I got an incentive yesterday in Chicago but I didn't see a price change on my invoice. Here's the incentive: Uber Flash Guarantee! Earn a guaranteed $30/HR in fares from 6pm-8pm tonight. Minimum 3 trips and 1.5 hours online! Get online to cash in!

I did 4 trips in that time span and kept my app on and I don't see that $30 _*Guarantee*_. What should I do veterans?


----------



## Walkersm (Apr 15, 2014)

Do not think you will see it till you pay statement calculates it. And even then you probably wont see it. They find a way to get out of paying it 80% of the time.


----------



## Uberette (Oct 16, 2014)

I hope to see it but thanks for letting me know it might not come to pass.


----------



## Uberette (Oct 16, 2014)

Walkersm said:


> Do not think you will see it till you pay statement calculates it. And even then you probably wont see it. They find a way to get out of paying it 80% of the time.


@Walkersm You are right all I got was a lousy $10.


----------



## BuddyGoodness (Nov 23, 2014)

This is disheartening, I am hoping they at least pay part of it. The incentive caused there to be dozens of drivers in my smallish town which resulted in hardly any rides all Friday and Saturday.


----------



## Troy Riggins (Sep 30, 2014)

BuddyGoodness said:


> This is disheartening, I am hoping they at least pay part of it. The incentive caused there to be dozens of drivers in my smallish town which resulted in hardly any rides all Friday and Saturday.


There was the snowstorm last week and hardly any drivers on Saturday. I think they all came out in force this weekend to make up for it. Last night was a weird night though, lots of random pin drops, no replies to texts or calls and lots of no-shows.


----------



## SDUberdriver (Nov 11, 2014)

Uberette said:


> I got an incentive yesterday in Chicago but I didn't see a price change on my invoice. Here's the incentive: Uber Flash Guarantee! Earn a guaranteed $30/HR in fares from 6pm-8pm tonight. Minimum 3 trips and 1.5 hours online! Get online to cash in!
> 
> I did 4 trips in that time span and kept my app on and I don't see that $30 _*Guarantee*_. What should I do veterans?

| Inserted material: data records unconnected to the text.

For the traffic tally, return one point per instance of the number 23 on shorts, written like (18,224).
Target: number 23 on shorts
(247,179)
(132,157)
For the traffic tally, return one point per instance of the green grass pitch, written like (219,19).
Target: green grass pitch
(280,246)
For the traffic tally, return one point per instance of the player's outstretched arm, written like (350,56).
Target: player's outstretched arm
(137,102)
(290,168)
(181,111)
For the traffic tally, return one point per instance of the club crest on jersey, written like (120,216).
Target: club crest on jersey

_Sorry to hear you didn't receive your incentive. Here in CA ,San Diego to be exact. Uber had a $600 incentive to obtain your TCP Permit. thats basically a license to operate as a livery service here in CA. The State charges $1000 for that. So mine only cost me $400. Thank you very much Uber!!!!!!_


----------



## chi1cabby (May 28, 2014)

@SDUberdriver Uber subsidizing the TCP Permit fee has nothing to do with Uber weaseling out of paying the bonus/incentive guarantees, as is so often the case.


----------